Monitoring serveurs et switches avec Prometheus, Grafana et Alertmanager
La supervision est le pilier de toute infrastructure fiable. Sans monitoring, vous découvrez les pannes… quand vos utilisateurs vous appellent. La stack Prometheus + Grafana + Alertmanager est devenue le standard open source pour le monitoring d'infrastructure, adoptée par les plus grands opérateurs et hébergeurs.

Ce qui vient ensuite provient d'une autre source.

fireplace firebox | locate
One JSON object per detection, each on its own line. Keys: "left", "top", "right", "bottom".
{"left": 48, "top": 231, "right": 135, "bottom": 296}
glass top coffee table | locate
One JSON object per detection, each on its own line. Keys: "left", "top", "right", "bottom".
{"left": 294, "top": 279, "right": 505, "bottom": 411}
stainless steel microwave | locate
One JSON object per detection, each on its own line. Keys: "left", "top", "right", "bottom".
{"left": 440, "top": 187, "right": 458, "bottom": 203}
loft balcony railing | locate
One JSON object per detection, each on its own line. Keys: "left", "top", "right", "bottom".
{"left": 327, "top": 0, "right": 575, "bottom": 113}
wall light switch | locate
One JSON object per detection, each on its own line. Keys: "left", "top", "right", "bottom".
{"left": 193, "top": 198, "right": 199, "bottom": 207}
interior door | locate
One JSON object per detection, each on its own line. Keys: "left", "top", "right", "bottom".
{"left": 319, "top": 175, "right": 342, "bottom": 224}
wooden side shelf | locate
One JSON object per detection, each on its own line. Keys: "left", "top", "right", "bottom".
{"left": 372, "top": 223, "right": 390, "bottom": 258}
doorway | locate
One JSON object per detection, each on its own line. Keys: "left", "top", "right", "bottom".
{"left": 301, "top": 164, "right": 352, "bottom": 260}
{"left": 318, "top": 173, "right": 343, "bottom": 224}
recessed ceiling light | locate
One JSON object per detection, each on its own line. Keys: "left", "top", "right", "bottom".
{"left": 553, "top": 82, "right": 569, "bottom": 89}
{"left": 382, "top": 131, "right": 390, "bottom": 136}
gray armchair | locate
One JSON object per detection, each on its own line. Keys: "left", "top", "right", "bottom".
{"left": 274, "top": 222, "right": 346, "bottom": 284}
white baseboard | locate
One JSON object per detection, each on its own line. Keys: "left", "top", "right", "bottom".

Ce guide détaille la mise en place complète avec Docker Compose.
Architecture de la stack
| Composant | Rôle | Port |
|---|---|---|
| Prometheus | Collecte et stockage des métriques (TSDB) | 9090 |
| Grafana | Visualisation, dashboards | 3000 |
| Alertmanager | Gestion et routage des alertes | 9093 |
| node_exporter | Métriques serveurs Linux (CPU, RAM, disque, réseau) | 9100 |
| snmp_exporter | Métriques switches/routeurs via SNMP | 9116 |
| blackbox_exporter | Probes HTTP, TCP, ICMP, DNS | 9115 |
| cAdvisor | Métriques containers Docker | 8080 |
Principe de fonctionnement
Prometheus fonctionne en mode pull : il interroge périodiquement (scrape) les /metrics exposés par chaque exporter. C'est l'inverse de Zabbix/Nagios qui fonctionnent en push. Ce modèle est plus simple à scaler et à sécuriser.
1. Prérequis
- Serveur Linux (Debian 12/13, Ubuntu 22.04+)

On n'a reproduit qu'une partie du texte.